Between January and April this year, at least three major oil spills have been linked to Rosneft subsidiaries in Russia. In 2015, Rosneft was charged after a pipeline leak in Siberia resulted in oily water filling backyards and flowing out of local people’s taps.
And in 2011, a report by the government’s environmental watchdog found Rosneft responsible for 2,727 oil spills in Russia’s largest oil province of Yugra, about 75% of all oil spills in the region.
“Rosneft is a champion in oil spills in Russia,” Vladimir Chuprov, campaign director at Greenpeace Russia, told Climate Home. “Experience of Rosneft in existing oil fields shows that there are no serious signs that the company will avoid oil spill.”
But holding companies accountable has been difficult in a part of Russia that is closed to outsiders. Those seeking to visit the region require a special permit from the authorities, making it difficult for NGOs to monitor local developments.
“You can call your oil green as much as you like, but it’s still oil,” Simon Kalmykov, energy advisor at NGO Bellona, told Climate Home. “And the biggest threat of oil is its ability to contaminate every surface that it touches.”
Speaking from Murmansk, a city off the Barents Sea in northwestern Russia, Kalmykov said the scale of the project made the possibility of an oil spill near inevitable. And despite advanced technologies to clean up spills, harsh Arctic conditions made clean-up much more difficult.
Hopes are running high the project will bring jobs and economic opportunities to an area that lies at the heart of president Putin’s plan for revitalising the economy
Rosneft promised to create 100,000 new jobs in the area as a result of the project but without the appropriate skills and training, indigenous people are likely to miss out, said Schukin.
Schukin is seeking a written agreement from Rosneft to provide education and training, commit to environmental protection, respect indigenous rights to fishing and hunting, and invest in infrastructure across the 100 indigenous settlements in the region. But no formal consultation has been held.

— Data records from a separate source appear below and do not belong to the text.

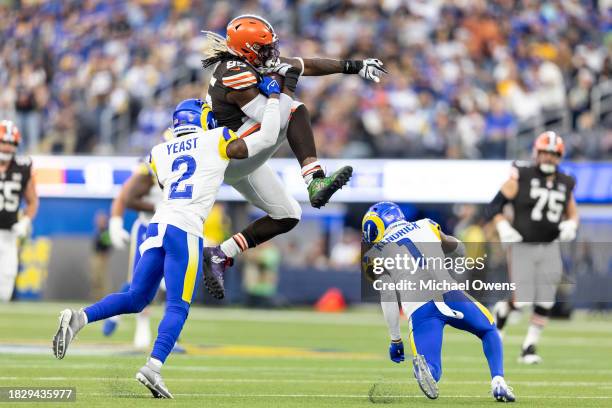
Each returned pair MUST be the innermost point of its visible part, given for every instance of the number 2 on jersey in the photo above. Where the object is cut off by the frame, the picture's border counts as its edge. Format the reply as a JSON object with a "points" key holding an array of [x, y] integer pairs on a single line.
{"points": [[186, 190]]}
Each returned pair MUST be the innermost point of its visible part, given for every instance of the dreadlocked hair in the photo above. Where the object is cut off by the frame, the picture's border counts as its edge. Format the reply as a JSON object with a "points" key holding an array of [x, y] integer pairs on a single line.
{"points": [[215, 50]]}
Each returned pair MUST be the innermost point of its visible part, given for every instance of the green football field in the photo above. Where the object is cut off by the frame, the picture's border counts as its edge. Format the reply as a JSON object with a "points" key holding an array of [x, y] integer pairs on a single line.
{"points": [[246, 358]]}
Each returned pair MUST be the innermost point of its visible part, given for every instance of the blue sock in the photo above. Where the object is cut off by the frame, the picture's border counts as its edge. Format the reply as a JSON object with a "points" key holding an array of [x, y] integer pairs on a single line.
{"points": [[115, 304], [169, 331]]}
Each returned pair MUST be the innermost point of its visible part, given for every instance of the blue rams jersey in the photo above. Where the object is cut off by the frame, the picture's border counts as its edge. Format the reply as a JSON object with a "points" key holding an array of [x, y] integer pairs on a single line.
{"points": [[190, 170]]}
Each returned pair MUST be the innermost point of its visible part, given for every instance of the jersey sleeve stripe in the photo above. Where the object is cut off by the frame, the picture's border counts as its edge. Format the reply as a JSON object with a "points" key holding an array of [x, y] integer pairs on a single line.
{"points": [[239, 76], [241, 82], [243, 85]]}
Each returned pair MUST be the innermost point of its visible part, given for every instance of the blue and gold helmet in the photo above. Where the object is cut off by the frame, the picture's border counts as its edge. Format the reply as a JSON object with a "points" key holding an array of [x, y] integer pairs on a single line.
{"points": [[192, 113], [378, 218]]}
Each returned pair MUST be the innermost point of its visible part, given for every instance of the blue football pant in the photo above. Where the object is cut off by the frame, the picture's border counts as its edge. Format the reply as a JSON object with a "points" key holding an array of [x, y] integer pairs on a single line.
{"points": [[427, 325], [173, 254]]}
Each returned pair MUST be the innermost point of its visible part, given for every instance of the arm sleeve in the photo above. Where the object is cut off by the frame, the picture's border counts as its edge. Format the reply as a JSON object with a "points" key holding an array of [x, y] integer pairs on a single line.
{"points": [[255, 109], [270, 128], [392, 317]]}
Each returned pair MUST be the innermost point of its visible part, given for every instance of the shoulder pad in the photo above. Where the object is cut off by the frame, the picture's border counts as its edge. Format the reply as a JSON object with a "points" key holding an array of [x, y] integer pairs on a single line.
{"points": [[521, 163], [238, 75]]}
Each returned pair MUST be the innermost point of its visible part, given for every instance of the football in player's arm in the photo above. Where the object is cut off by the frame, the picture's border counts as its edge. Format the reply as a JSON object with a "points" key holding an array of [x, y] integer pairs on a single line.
{"points": [[16, 184], [428, 311]]}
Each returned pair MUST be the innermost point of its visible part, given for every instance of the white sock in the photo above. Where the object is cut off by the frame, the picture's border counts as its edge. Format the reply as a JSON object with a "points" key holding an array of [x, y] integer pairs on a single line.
{"points": [[533, 335], [155, 364], [310, 169], [142, 334], [234, 245], [498, 378]]}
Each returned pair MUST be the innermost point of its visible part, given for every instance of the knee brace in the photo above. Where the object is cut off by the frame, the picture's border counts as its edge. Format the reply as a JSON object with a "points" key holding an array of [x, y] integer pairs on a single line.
{"points": [[543, 308]]}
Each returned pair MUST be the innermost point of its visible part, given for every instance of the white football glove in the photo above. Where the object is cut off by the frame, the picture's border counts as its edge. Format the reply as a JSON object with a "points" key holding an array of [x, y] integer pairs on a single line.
{"points": [[280, 68], [22, 227], [567, 230], [119, 236], [507, 234], [372, 69]]}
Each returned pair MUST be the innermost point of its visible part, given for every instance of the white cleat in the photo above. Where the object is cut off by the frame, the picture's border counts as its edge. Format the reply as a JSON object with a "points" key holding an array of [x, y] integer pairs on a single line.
{"points": [[153, 381], [422, 373], [501, 391], [71, 322]]}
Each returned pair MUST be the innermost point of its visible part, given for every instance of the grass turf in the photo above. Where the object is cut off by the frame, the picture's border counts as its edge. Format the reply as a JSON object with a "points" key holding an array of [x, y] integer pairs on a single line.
{"points": [[298, 358]]}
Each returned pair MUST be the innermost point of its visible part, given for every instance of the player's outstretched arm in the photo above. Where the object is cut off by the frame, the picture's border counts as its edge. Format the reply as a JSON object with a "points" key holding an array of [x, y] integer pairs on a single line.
{"points": [[568, 228], [370, 68], [494, 211], [451, 245]]}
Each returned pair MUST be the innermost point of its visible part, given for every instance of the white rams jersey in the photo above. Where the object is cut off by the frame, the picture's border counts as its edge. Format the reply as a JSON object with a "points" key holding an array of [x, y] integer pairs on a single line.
{"points": [[190, 170], [421, 243]]}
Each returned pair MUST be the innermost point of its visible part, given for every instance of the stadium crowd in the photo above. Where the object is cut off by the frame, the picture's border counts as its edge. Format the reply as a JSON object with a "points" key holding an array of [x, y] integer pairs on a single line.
{"points": [[467, 78]]}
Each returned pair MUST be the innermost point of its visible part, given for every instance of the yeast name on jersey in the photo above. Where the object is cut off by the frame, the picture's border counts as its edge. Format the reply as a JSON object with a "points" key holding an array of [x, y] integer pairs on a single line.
{"points": [[540, 203]]}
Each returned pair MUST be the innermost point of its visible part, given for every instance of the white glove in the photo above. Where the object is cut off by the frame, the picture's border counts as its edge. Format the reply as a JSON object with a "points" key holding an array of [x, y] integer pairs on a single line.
{"points": [[372, 69], [280, 68], [119, 236], [22, 227], [567, 230], [507, 234]]}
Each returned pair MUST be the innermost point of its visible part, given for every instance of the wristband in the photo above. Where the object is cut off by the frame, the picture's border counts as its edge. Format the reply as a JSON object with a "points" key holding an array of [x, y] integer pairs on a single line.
{"points": [[351, 66]]}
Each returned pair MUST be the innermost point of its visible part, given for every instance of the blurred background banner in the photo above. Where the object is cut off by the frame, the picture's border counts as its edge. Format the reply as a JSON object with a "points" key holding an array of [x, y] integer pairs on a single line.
{"points": [[416, 181], [92, 85]]}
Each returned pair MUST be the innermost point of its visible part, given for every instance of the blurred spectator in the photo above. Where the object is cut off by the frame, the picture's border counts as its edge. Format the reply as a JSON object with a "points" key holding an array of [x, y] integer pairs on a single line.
{"points": [[347, 252], [100, 258], [260, 275], [499, 128]]}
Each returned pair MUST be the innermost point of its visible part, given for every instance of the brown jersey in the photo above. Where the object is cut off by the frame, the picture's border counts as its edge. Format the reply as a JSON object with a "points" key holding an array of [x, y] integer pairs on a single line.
{"points": [[540, 203], [13, 183], [230, 75]]}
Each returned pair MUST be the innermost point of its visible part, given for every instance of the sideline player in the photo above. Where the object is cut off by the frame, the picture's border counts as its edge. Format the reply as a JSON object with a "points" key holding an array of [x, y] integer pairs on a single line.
{"points": [[545, 212], [16, 183], [251, 47], [190, 170], [385, 227]]}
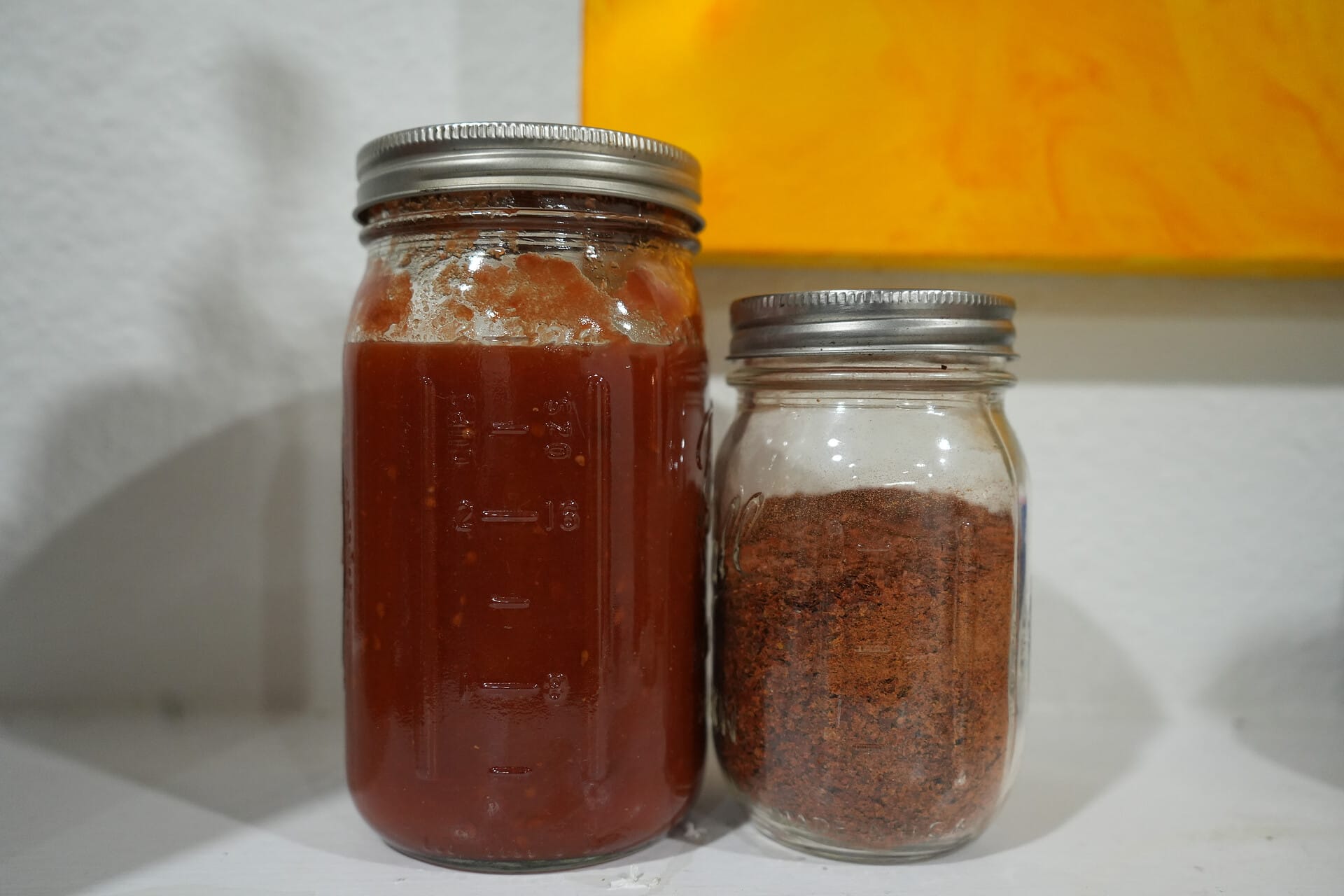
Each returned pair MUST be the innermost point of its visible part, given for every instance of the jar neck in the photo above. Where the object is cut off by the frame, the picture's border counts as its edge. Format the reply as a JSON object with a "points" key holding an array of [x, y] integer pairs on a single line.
{"points": [[511, 214], [924, 372]]}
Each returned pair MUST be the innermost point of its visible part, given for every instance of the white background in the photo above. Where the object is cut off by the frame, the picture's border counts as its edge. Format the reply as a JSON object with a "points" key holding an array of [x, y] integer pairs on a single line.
{"points": [[178, 262]]}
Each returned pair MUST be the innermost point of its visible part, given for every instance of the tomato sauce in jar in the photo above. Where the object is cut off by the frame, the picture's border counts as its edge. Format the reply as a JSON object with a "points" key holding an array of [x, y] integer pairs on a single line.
{"points": [[526, 450]]}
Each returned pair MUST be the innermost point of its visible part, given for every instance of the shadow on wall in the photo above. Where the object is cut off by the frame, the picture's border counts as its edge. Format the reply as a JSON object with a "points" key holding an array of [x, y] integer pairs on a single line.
{"points": [[1262, 692], [1089, 715], [197, 580], [1113, 327]]}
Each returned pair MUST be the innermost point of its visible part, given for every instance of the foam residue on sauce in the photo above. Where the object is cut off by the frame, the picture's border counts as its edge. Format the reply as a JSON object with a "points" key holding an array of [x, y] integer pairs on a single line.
{"points": [[647, 298]]}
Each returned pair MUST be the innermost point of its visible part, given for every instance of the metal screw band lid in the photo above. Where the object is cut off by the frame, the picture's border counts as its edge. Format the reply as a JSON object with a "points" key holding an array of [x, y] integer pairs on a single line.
{"points": [[518, 155], [873, 321]]}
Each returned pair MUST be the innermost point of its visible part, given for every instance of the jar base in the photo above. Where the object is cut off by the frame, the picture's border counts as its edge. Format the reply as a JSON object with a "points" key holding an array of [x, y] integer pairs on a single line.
{"points": [[792, 837], [523, 865]]}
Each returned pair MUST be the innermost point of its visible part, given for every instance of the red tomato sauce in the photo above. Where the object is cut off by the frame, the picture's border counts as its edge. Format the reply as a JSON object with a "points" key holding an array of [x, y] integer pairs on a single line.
{"points": [[524, 626]]}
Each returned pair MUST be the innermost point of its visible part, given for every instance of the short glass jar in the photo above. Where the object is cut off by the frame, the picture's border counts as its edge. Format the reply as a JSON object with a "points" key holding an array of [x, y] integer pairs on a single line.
{"points": [[526, 449], [870, 613]]}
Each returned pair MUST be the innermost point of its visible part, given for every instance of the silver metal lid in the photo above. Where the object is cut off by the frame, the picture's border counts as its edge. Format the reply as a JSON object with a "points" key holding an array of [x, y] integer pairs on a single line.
{"points": [[518, 155], [873, 320]]}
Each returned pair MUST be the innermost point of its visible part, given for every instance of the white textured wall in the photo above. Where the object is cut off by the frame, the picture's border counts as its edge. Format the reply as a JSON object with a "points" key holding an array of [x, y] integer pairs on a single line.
{"points": [[178, 264]]}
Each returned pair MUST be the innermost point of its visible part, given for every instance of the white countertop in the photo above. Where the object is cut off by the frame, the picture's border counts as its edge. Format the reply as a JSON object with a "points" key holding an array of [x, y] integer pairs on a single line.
{"points": [[227, 805]]}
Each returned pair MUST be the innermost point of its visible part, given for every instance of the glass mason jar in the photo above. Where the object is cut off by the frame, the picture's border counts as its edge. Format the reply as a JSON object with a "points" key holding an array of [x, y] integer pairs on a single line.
{"points": [[870, 614], [526, 442]]}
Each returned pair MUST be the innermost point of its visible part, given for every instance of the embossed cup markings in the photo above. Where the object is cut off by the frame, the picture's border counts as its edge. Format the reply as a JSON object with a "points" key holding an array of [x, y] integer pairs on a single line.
{"points": [[511, 770], [511, 688], [510, 516]]}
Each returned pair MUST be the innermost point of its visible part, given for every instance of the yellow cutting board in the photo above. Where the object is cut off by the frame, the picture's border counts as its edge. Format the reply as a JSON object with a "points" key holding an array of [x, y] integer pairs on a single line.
{"points": [[1092, 133]]}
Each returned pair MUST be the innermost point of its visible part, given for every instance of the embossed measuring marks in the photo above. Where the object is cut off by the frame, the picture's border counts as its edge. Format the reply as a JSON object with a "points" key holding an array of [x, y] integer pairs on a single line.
{"points": [[483, 540]]}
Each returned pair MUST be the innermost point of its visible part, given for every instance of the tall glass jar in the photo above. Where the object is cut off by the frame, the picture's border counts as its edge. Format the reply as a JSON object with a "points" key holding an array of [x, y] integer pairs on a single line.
{"points": [[870, 609], [524, 495]]}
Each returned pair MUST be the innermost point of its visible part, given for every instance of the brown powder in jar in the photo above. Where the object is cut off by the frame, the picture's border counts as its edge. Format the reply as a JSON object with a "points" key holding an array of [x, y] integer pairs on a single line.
{"points": [[863, 652]]}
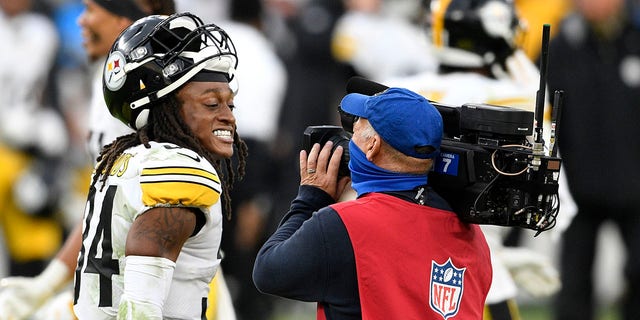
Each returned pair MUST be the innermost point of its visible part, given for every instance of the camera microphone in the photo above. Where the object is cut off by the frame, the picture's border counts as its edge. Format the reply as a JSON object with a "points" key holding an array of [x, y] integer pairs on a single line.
{"points": [[364, 86]]}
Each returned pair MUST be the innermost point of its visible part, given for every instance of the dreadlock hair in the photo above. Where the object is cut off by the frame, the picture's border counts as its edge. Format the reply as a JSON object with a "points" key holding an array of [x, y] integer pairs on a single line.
{"points": [[166, 125]]}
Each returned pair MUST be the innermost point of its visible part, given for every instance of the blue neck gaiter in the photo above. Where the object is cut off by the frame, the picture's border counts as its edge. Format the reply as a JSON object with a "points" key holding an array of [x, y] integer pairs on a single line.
{"points": [[367, 177]]}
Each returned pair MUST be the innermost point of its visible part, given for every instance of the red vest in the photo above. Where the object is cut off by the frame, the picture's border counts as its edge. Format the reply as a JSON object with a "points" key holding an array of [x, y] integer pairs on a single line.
{"points": [[415, 262]]}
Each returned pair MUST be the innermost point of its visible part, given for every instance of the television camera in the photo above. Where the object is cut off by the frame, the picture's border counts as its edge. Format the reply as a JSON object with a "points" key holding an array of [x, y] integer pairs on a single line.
{"points": [[492, 167]]}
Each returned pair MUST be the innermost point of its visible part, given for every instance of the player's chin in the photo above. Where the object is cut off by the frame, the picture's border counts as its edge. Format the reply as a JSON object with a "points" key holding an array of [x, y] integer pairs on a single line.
{"points": [[222, 150]]}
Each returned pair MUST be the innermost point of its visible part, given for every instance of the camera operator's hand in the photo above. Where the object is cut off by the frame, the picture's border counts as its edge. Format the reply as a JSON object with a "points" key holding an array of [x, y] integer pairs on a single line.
{"points": [[320, 169]]}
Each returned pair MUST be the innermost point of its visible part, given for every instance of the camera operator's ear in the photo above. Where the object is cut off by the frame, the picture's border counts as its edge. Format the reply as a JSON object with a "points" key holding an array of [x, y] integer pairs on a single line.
{"points": [[373, 147]]}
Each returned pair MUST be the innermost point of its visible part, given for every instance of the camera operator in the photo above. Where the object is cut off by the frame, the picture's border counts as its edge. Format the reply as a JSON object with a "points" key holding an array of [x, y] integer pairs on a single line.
{"points": [[395, 252], [479, 64]]}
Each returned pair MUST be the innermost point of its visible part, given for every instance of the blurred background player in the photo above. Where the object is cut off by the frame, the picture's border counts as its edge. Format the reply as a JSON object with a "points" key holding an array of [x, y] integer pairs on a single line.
{"points": [[33, 139], [479, 60], [595, 59], [357, 38], [101, 22]]}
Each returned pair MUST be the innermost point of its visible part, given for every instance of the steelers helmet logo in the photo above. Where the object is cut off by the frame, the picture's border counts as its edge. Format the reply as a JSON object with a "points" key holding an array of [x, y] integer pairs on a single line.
{"points": [[114, 74]]}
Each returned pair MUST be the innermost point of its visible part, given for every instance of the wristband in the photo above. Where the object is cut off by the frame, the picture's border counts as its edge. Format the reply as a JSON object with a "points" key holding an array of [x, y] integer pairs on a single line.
{"points": [[146, 286]]}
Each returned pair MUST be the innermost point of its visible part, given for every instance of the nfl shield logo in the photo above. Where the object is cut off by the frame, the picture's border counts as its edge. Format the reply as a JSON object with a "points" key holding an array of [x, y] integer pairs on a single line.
{"points": [[447, 286]]}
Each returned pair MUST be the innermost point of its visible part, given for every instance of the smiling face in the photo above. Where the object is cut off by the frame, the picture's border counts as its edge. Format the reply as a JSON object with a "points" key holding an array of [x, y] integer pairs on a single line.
{"points": [[207, 110]]}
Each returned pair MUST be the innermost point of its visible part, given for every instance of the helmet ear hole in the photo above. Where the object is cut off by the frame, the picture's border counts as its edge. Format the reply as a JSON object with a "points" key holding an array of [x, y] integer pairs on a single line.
{"points": [[142, 118]]}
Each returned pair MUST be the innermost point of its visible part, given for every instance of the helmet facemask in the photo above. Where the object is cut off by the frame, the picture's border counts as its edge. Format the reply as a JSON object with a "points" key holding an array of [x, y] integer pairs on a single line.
{"points": [[156, 56]]}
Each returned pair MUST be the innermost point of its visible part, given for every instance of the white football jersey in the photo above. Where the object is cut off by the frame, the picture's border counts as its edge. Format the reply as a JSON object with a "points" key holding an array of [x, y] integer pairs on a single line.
{"points": [[103, 127], [141, 179]]}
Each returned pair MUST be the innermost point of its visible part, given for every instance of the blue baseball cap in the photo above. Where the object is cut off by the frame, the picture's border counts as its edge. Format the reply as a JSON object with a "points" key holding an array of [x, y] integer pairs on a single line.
{"points": [[403, 118]]}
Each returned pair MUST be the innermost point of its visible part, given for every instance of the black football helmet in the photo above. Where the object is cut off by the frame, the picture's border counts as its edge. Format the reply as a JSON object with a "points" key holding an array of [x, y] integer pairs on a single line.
{"points": [[473, 33], [157, 55]]}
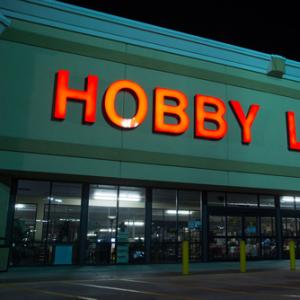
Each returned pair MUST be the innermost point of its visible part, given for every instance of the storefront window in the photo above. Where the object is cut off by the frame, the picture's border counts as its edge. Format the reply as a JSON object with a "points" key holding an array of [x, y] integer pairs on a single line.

“We don’t want to stop any kind of economic development as a driving force for investments in the region. We, as indigenous peoples, are trying to think positively. But on the other hand, we are very concerned about the environmental impact,” he said. “The government should change completely its policy towards Arctic development. It should design an environmental strategy that puts indigenous people at the centre of the discussion.”